Goldener Tag für die deutschen Wasserspringer bei der EM in Budapest: Christin Steuer holte ihre zweite Goldmedaille binnen 24 Stunden - zusammen mit Nora Subschinski im Synchronspringen. Vom Drei-Meter-Brett sprang auch Patrick Hausing nach zwei Silbermedaillen zu Gold.

Die Wasserspringer Christin Steuer und Patrick Hausding sind die Medaillensammler im deutschen EM-Team. Beide ersprangen sich in Budapest Gold. Die deutsche Mannschaft hat damit nun sechs Titel gewonnen, drei gehen auf das Konto der Springer.

Hausding holte sich die Goldmedaille vom Drei-Meter-Brett. Nach zuvor zweimal Silber war der 21-jährige Berliner am Freitagabend nicht zu schlagen und sprang mit 463,20 Punkten zu seinem ersten internationalen Einzeltitel. Zweiter wurde der Russe Ilja Sacharow (458,15) vor seinem Teamkollegen Jewgeni Kusnezow (455,80).

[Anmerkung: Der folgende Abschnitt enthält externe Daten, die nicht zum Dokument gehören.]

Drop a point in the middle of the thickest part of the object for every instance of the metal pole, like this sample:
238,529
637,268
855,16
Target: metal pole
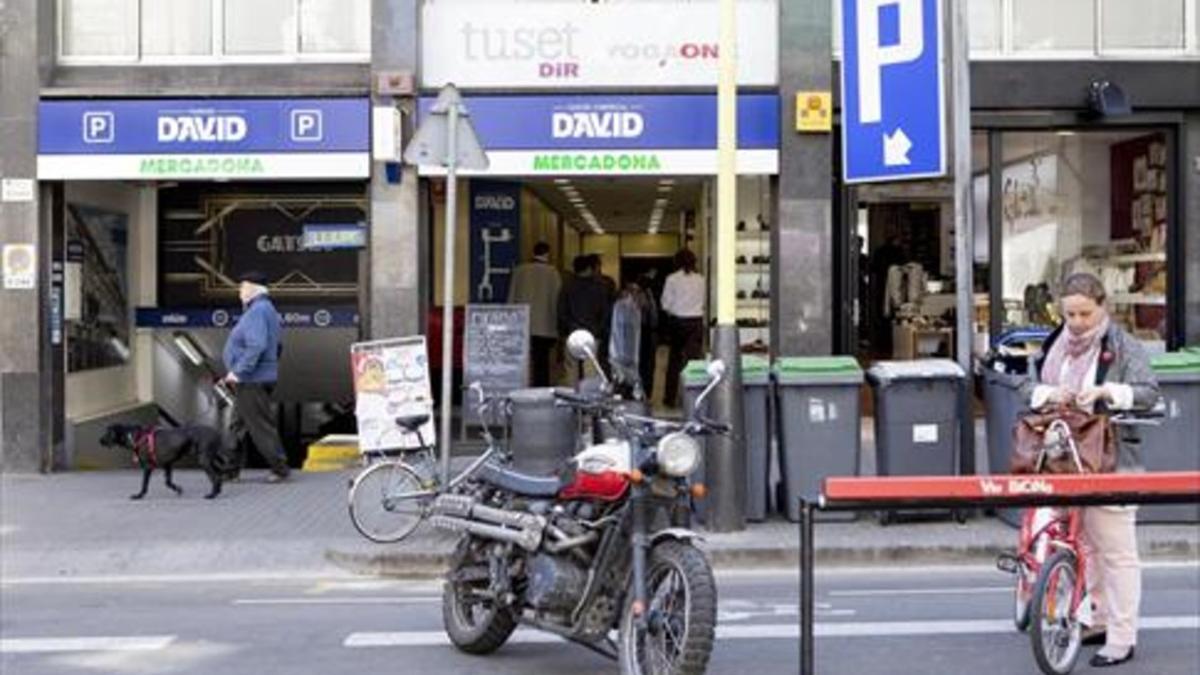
964,230
729,475
726,167
448,290
807,589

Der Aachener Sascha Klein wurde Fünfter (431,10).

Christin Steuer sicherte sich nach dem Überraschungserfolg am Vortag bereits ihre zweite Goldmedaille. 20 Stunden nach dem Sieg im Turm-Einzel war die 27-Jährige aus Riesa am Freitag auch mit ihrer Partnerin Nora Subschinski (Berlin) im Synchronspringen von der Zehn-Meter-Plattform nicht zu schlagen. Das deutsche Duo bekam von den Kampfrichtern für seine fünf Sprünge 319,68 Punkte und lag damit in der Endabrechnung mehr als 13 Zähler vor den Ukrainerinnen Julia Prokoptschuk/Alina Tschaplenko (306,30).

Selbstvertrauen durch den Vorkampf

Bronze holten Monique Gladding und Megan Sylvester aus Großbritannien (300,66). Für die 22-jährige Subschinski war es nach 2004, 2006 und 2008 bereits das vierte EM-Gold im Turm-Synchron. Das deutsche Team holte bei der Schwimm-EM in Budapest damit seinen fünften Titel. Das bedeutet Platz zwei im Medaillenspiegel hinter Russland.

Das neu formierte deutsche Duo hatte im gewonnenen Vorkampf Selbstvertrauen getankt. Obwohl Subschinski sich seit geraumer Zeit mit Rückenproblemen plagt, biss sie sich wie im Einzel durch, wo sie Platz vier belegt hatte.

Mit zwei guten Pflichtsprüngen starteten Steuer/Subschinski ins Programm und holten sich mit der Führung im Rücken die nötige Sicherheit. Zwar gab es bei ihrem Zittersprung - einer Handstandausführung - auch diesmal wieder große Probleme. Dennoch retteten sie ihren Vorsprung ins Ziel - der dreieinhalbfache Vorwärtssalto gehechtet war der Sprung zum Gold.

Silber mit deutschem Rekord

Der Magdeburger Christian Kubusch hatte zuvor über 800 Meter überraschend die Silbermedaille gewonnen. Der deutsche Meister kam nach 7:49,12 Minuten ins Ziel und verbesserte somit seinen deutsche Rekord vom 20. April 2008. Der 22-Jährige aus Magdeburg musste sich erst im Schlussspurt knapp dem Franzosen Sebastien Rouault geschlagen geben, der bereits die 1500 Meter gewonnen hatte. Bronze gewann Samuel Pizzetti aus Italien.